After sleeping off a stomach full of live octopus, HongDae, his mother, and I got up Wednesday morning with a mission. We met with Nami, another friend from Yonsei who happens to live in Ulsan, and drove out to GyeongJu. A quick history, Korea used to be three divided empires, each with competing ties with other major powers in the region. The Shilla kingdom teamed up with China and conquered the other two kingdoms, uniting for the first time the entire peninsula. The southeast region of Korea where I was happened to be the original territory of Shilla, and GyeongJu was it's glorious capital. Understandably, this city was a freaking wealth of culture.
The first place we visited was BulGook Sa. Named the 23rd national treasure of Korea, BulGook Sa is an ancient Buddhist temple. It was burned down once during Japanese invasion in 1592, and again during Japanese colonization in the first half of the 20th century. The temple has been reconstructed and restored to what scholar's believe was it's original glory. The building itself is one of the most sacred places of Buddhism in the whole region, considered to be a sort of proverbial bridge between this world and heaven (like a slightly less important Jeruselam or Mecca).
The architecture of the building was incredible. All of the stone was original from the initial construction in the 7th century, and it fit together perfectly. All the staircases, railings, pagodas, and pillars were perfectly shaped and perfectly matching pieces of stone. The woodwork on the ceilings and roofs was elaborately carved and painted, often with likenesses of dragons or murals of various religious scenes. Photography was prohibited in most of the most exciting places, both because the Temple was still a operational place of worship and to protect the interior artifacts from the flashes.

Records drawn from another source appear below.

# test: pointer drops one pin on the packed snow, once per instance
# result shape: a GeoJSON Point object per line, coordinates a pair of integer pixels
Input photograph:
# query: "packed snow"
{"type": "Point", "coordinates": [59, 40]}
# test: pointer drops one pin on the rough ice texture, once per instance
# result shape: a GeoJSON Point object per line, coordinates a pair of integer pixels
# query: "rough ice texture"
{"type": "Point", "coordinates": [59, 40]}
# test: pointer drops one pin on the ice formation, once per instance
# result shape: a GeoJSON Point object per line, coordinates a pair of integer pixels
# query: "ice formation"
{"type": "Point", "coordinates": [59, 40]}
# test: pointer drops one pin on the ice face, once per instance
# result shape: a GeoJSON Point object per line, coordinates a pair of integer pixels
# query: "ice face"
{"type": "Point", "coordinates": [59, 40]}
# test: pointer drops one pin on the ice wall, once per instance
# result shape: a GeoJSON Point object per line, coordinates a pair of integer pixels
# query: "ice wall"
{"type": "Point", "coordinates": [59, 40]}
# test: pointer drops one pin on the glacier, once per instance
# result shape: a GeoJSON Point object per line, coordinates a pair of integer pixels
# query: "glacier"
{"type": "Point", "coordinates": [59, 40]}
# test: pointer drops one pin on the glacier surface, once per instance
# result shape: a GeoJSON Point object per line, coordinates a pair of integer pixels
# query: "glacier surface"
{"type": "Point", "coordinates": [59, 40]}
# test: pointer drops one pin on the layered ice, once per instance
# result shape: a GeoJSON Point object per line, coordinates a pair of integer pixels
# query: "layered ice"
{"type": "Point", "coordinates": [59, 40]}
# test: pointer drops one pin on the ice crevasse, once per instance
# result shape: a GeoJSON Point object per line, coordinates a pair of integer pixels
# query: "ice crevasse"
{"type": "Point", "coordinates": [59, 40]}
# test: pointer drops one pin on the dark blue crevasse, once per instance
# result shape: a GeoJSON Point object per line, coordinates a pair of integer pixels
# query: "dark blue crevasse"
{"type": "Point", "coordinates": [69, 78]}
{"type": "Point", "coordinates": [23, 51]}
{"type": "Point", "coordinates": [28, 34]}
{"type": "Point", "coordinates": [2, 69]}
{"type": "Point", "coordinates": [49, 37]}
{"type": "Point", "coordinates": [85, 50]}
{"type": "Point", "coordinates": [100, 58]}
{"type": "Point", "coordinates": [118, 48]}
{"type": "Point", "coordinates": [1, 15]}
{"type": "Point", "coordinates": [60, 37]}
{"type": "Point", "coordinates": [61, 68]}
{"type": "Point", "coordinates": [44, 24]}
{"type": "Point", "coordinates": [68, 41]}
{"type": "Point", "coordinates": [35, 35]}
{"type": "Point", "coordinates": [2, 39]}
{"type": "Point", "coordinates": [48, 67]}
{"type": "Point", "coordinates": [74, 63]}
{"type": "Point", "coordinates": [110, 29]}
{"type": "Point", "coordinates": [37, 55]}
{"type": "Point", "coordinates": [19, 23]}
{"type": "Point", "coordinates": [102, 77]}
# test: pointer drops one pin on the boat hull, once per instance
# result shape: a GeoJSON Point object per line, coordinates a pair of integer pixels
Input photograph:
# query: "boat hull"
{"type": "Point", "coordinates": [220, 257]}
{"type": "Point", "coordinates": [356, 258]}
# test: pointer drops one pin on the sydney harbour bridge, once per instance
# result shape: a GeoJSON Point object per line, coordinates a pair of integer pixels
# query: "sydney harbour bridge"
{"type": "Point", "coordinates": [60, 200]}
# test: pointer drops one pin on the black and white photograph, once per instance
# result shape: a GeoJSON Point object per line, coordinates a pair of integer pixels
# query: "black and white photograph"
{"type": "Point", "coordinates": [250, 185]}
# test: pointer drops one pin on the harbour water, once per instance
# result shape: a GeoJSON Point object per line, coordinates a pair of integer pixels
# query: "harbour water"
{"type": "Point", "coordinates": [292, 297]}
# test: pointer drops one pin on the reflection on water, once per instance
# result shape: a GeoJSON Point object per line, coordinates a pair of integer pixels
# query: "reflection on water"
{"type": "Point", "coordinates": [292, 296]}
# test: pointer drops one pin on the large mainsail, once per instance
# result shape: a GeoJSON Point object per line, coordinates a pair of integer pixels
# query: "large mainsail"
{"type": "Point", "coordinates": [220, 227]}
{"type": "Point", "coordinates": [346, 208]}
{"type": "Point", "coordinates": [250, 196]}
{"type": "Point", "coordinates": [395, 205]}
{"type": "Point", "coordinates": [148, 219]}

There were several statues, murals, and tapestries that depicted religious scenes or buddhas (in Buddhism, there is one original Buddha and several smaller buddhas, like saints). I learned a lot about the religion and the history at this temple. There were a couple walls of prayer candles in one room that people could buy and have a name enscribed. The candle remains in the temple for one year. There was a garden of stacked rocks out behind one of the buildings. Literally thousands of rocks had been stacked into little tower balancing acts that had some spiritual significance I couldn't grasp.
The emphasis on Buddhism was so much more prevelant outside of Seoul. I had believed that it was a quiter religion that Christianity, as it's difficult to find Buddhists or temples in Seoul as opposed to the Christians who throw themselves at you out of their massive churche skyscrapers. It turns out that the 26% of the country that's Buddhist is actually outside of Seoul, mostly in the country side but regionally just more focused in the southern cities.
Our second stop was at the top of the mountian behind the BulGook Sa. We drove up a steep and windy road reminiscent of North Carolina to reach an outpost that looked over the whole of GyeongJu, the surrounding rice fields, and the mountains that were ringed around them. The pavillion at the housed another of the giant bells, this time with coins tossed all over the floor around it. We walked further up the mountain to SeokGul Am, the Bhuddist Grotto. All that could be seen (and so unfortunately photographed) from the outside was a tall grassy hill with a building sticking out of it protruding from the forest. This, the 24th national treasure of Korea, was a underground shrine. The building facade and the hill behind it had strategic holes that allowed the face of the giant Buddha to be constantly lit. The walls were covered with convex carvings of other buddhas, gaurdians, etc. Once again, all constructed sometime during the 600's.